Você sabe o que é a Lei de Anistia de Imóveis? A Lei de Regularização de Edificações – Lei nº 17.202/2019, visa dar ao morador total controle sobre seu imóvel, assim tornando a construção, tanto residencial, quanto comercial completamente regularizada. A Secretaria de Licenciamento busca simplificar o processo para a população.

O termo “anistia”  é popularmente utilizado para denominar a Lei, porém a Prefeitura de São Paulo não está “perdoando” o que está irregular, mas sim está dando a oportunidade de regularizar de forma mais acessível os imóveis que estão irregulares de acordo com a legislação.

Essa Lei possui diversos benefícios, para a município, para o proprietário de imóvel residencial, para o proprietário de comércio e para os imóveis institucionais. Esses benefícios variam entre ampliar a segurança do espaço construído, conseguir vender, transferir e alugar o imóvel com segurança, valorizar o imóvel, obter licença de funcionamento, entre outros.

Para saber em que situação seu imóvel se encontra, a SEL (Secretaria de Licenciamento) possui um banco de dados com informações e registros das edificações paulistas, chamada CEDI – Cadastro de Edificação de Município, através desse cadastro é possível encontrar o documento que comprova a situação do edifício, se está regular ou não.

Para consultar seu imóvel, basta entrar no site do CEDI, informar o número do contribuinte (SQL), que está em seu carnê do IPTU. Assim que esses passos forem concluídos as informações do imóvel e o histórico de Edificação serão exibidos.

Para facilitar a regularização, foram propostas três modalidades:

Regularização Automática: Esse tipo ocorrerá somente para imóveis com isenção de IPTU de acordo com a lei 15.899/13 de 2014, sendo assim, limitados a residências unifamiliares, residências geminadas ou vilas.
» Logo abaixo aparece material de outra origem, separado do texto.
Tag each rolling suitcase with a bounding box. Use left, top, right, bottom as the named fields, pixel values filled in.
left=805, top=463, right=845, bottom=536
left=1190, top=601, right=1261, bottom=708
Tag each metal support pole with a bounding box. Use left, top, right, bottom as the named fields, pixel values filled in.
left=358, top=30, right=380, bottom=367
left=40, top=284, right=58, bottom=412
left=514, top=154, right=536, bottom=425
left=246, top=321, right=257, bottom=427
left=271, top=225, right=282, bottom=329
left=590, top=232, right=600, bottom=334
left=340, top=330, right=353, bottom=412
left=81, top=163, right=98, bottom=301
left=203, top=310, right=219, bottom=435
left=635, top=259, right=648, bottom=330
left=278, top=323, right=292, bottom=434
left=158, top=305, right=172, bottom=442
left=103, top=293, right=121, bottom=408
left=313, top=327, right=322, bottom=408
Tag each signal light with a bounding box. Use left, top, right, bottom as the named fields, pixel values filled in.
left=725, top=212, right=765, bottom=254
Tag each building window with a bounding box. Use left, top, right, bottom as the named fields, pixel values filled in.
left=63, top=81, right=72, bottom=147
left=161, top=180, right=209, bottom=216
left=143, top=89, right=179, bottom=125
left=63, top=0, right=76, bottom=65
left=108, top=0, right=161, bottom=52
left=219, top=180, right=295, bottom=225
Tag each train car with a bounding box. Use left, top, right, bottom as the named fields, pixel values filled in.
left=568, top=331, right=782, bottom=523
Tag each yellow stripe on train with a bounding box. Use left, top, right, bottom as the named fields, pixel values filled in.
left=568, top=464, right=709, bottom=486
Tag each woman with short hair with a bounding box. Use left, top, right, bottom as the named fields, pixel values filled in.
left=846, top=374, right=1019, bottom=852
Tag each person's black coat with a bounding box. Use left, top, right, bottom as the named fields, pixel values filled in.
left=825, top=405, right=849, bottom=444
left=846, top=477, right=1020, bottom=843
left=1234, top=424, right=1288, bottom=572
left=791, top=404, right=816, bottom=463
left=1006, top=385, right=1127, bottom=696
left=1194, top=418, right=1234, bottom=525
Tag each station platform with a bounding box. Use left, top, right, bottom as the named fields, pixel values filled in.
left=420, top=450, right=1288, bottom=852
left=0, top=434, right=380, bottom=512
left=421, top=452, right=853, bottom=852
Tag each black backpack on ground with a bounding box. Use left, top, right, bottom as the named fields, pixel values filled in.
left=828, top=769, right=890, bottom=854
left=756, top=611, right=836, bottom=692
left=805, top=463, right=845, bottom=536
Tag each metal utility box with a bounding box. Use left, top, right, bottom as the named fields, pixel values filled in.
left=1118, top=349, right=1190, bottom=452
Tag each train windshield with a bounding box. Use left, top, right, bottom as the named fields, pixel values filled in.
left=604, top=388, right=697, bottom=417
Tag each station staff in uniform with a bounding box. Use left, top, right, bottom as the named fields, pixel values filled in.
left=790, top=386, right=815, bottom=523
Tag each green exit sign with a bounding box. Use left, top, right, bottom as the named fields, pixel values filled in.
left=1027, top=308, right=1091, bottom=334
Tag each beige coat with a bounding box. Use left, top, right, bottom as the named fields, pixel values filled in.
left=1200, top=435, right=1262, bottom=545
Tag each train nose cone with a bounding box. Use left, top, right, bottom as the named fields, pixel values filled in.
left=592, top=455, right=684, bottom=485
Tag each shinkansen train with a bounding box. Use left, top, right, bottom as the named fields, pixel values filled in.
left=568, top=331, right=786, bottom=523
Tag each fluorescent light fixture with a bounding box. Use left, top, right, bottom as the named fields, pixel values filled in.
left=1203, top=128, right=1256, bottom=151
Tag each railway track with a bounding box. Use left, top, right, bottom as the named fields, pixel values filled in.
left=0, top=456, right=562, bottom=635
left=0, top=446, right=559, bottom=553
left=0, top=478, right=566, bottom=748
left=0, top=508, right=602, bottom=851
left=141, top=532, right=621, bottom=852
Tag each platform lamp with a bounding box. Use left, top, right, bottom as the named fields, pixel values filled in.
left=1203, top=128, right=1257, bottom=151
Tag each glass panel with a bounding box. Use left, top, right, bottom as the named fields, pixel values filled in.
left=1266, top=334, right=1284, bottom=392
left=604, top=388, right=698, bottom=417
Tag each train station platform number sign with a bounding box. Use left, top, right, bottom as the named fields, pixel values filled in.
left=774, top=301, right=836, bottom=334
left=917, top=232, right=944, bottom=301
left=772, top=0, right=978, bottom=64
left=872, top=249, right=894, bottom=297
Porém esta modalidade só se aplica nos casos em que a pessoa seja aposentada ou pensionista, tenha um rendimento mensal de até 3 salários mínimos, não possua outro imóvel e que ele seja de uso exclusivamente residencial.

Regularização Declaratória Simplificada: Na categoria Declaratória Simplificada engloba somente as edificações residenciais. Elas devem ter área total máxima de 500 m² e devem ter sido concluídas até 31 de julho de 2014. 
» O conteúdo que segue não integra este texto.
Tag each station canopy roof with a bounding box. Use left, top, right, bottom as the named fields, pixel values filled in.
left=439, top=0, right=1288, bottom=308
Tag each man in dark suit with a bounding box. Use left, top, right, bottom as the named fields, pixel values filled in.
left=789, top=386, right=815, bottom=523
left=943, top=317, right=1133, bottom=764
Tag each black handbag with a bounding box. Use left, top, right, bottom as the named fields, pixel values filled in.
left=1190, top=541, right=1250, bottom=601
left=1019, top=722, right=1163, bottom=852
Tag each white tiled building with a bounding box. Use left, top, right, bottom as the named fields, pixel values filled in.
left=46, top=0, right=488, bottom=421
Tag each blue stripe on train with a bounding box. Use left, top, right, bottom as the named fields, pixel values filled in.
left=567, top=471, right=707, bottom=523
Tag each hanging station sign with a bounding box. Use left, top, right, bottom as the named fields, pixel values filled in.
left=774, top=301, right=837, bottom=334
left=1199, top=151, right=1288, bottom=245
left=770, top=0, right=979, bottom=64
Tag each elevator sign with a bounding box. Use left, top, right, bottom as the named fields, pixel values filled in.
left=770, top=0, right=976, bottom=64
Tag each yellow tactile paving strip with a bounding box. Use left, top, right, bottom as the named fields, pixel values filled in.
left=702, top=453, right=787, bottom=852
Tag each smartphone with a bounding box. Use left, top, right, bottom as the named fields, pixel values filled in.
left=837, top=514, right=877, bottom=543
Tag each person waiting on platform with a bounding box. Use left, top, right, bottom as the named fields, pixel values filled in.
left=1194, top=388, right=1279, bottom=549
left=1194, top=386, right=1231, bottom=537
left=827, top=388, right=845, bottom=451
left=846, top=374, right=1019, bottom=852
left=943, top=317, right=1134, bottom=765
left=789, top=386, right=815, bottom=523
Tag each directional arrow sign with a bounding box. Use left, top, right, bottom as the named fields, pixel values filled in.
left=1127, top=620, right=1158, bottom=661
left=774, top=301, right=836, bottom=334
Regularização Declaratória: A declaratória engloba os casos que não são de residências da Regularização Automática  ou Simplificada e que não sejam isentos, além de adicionar categorias como vilas com até 20 unidades, prédios com até 10 metros de altura, habitações de interesse social (por exemplo: CDHU), imóveis comerciais de baixo risco, misto (residencial e comercial no mesmo imóvel) e locais de culto. Entretanto há um limite de 1500m² de área construída, ou seja, se ultrapassar esse limite passamos para a próxima modalidade.

Regularização comum: Esse caso é para locais que possuam mais de 1500m², como condomínio residencial de grande porte, prédio ou condomínio comercial, institucional, serviços diversos, locais de culto como templos, igrejas e quaisquer outras instituições religiosas. Nesse processo será necessário que as peças gráficas (plantas) deverão ser assinadas por um profissional habilitado no CREA.

Não serão regularizadas edificações em logradouro, que sejam ou tenham sido objeto de Operação Urbana ou Operação Interligada, locais junto a represas, áreas de escoamento, córregos ou de transmissão de linhas de alta tensão. E também áreas que tenham sido atingidas por melhoramentos viários ou loteamentos irregulares.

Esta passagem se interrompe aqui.